Randonnée dans les Alpilles : immersion authentique au cœur d’un massif provençal

9 juin 2025

Un massif singulier, sculpté par la nature et les hommes

Situé entre Arles et Avignon, le massif des Alpilles n’a, sur la carte, rien d’immense. Une quarantaine de kilomètres d’est en ouest, moins de quinze du nord au sud : des dimensions modestes qui contrastent avec l’aura qui l’entoure. Mais ici, la taille ne compte pas : ce qui frappe, c’est la puissance du lieu. Rochers blancs éclatants, forêts de pins et d’oliviers, villages perchés, cicatrices de carrières et champs d’amandiers racontent une histoire dense, celle d’une Provence âpre, indomptée, bien loin des clichés des cartes postales.

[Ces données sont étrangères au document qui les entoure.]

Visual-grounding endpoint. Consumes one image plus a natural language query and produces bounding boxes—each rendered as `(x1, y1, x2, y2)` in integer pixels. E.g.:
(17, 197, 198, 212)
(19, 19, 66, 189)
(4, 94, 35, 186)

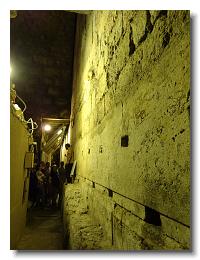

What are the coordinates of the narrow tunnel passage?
(16, 207, 64, 250)
(10, 10, 190, 251)
(17, 183, 111, 250)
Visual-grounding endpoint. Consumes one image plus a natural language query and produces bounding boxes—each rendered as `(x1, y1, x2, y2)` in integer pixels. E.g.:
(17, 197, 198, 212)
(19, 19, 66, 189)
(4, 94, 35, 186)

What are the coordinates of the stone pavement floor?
(16, 206, 64, 250)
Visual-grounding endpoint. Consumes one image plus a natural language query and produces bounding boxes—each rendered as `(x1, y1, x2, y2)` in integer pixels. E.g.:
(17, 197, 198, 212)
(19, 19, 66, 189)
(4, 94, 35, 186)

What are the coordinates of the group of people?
(29, 143, 74, 209)
(29, 160, 73, 209)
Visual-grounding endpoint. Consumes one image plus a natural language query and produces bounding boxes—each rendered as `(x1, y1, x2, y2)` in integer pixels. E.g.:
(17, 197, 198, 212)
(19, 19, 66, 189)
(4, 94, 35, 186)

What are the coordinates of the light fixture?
(13, 104, 21, 111)
(57, 129, 62, 135)
(44, 124, 51, 131)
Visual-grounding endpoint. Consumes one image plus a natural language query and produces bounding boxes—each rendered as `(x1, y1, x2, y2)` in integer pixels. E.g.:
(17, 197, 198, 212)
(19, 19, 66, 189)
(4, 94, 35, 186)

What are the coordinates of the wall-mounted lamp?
(57, 129, 62, 135)
(44, 124, 51, 132)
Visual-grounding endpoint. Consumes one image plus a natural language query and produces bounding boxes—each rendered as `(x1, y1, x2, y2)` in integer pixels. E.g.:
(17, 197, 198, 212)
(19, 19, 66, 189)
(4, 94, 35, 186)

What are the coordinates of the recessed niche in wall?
(121, 135, 129, 147)
(144, 206, 161, 226)
(108, 189, 113, 197)
(99, 145, 103, 153)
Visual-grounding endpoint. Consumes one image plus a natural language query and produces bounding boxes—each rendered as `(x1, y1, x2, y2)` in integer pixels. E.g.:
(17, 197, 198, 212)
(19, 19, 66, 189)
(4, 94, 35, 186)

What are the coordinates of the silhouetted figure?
(28, 167, 38, 207)
(58, 161, 66, 207)
(36, 161, 46, 208)
(50, 162, 59, 208)
(44, 162, 51, 206)
(65, 143, 73, 183)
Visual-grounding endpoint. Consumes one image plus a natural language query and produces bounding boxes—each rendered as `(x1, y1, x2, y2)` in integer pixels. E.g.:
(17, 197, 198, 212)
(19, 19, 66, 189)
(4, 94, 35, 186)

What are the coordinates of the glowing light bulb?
(44, 124, 51, 131)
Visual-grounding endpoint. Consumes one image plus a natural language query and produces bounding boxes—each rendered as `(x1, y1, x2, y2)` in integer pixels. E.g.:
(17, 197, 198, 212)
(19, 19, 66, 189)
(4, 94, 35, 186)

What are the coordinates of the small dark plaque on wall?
(121, 135, 129, 147)
(144, 206, 161, 226)
(108, 189, 113, 197)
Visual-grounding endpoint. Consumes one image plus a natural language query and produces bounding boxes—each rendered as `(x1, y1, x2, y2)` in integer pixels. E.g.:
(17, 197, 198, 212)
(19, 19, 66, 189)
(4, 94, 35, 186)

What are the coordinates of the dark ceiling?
(10, 11, 76, 134)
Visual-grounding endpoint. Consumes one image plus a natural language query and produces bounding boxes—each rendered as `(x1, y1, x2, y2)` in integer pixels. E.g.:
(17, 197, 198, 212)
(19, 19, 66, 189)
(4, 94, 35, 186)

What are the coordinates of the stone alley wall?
(10, 110, 31, 249)
(64, 10, 190, 250)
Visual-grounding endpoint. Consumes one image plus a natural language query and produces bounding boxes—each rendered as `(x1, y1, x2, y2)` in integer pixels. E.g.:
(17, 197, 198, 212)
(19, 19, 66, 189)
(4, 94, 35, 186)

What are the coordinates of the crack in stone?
(138, 11, 153, 46)
(129, 25, 135, 56)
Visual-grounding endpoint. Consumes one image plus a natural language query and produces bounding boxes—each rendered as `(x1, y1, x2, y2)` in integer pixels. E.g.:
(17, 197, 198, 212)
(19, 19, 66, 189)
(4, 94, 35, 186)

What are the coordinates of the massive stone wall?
(66, 10, 190, 249)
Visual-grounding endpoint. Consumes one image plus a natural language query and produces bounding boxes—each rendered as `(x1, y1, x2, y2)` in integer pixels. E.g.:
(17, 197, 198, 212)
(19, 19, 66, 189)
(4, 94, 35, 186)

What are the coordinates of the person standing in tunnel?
(65, 143, 74, 184)
(58, 161, 66, 208)
(44, 162, 51, 206)
(28, 164, 38, 208)
(35, 161, 46, 208)
(50, 162, 59, 208)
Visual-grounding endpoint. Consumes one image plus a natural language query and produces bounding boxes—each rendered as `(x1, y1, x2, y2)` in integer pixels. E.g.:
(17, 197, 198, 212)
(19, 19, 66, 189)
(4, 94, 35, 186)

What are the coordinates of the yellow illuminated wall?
(10, 110, 31, 249)
(62, 11, 190, 249)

Le massif des Alpilles, protégé par le Parc naturel régional depuis 2007, est un site classé Natura 2000. À pied, l’expérience se vit intensément : le terrain est accidenté, les panoramas s’ouvrent sans prévenir, et chaque sentier donne l’impression de basculer dans un autre monde. Les chiffres donnent la mesure : plus de 30 sentiers balisés, environ 500 km de parcours pédestres (source : PNR Alpilles), et des affluences en constante progression : près de 110 000 visiteurs chaque année selon le parc.

Paysages à couper le souffle et points de vue inattendus

Randonnée dans les Alpilles rime avec diversité de paysages. En quelques kilomètres, le randonneur passe du maquis méditerranéen à des arêtes rocheuses d'où l'on observe toute la plaine de la Crau, la Camargue, le Rhône, et parfois, par temps très clair, les prémices du Luberon au nord.

  • Les crêtes et belvédères : parmi les plus impressionnants, la montée vers la crête des Civadières ou le mont Gaussier (306 m) au-dessus de Saint-Rémy-de-Provence. D'ici, on surplombe le Val d'Enfer et la plaine d’un côté, les silos à blé de la Crau de l’autre.
  • Les combes sauvages : la combe de la Lèque : encaissement, végétation endémique, senteurs de garrigue. Beaucoup plus calme que les sentiers ultra-fréquentés près des Baux.
  • Les villages perchés : Les Baux-de-Provence (classé parmi les Plus Beaux Villages de France, 1,5 million de visiteurs par an), Eygalières, Aureille – véritables balcons sur la Provence.

Un élément frappant : l’exploitation de la pierre, omniprésente. Près de Maussane et des Baux, d'anciennes carrières témoignent de l'économie du territoire et offrent aujourd’hui des sites étonnants, comme les Carrières de Lumières (plus de 600 000 visiteurs en 2023 – source : Culture Espace), vouées aux expositions immersives.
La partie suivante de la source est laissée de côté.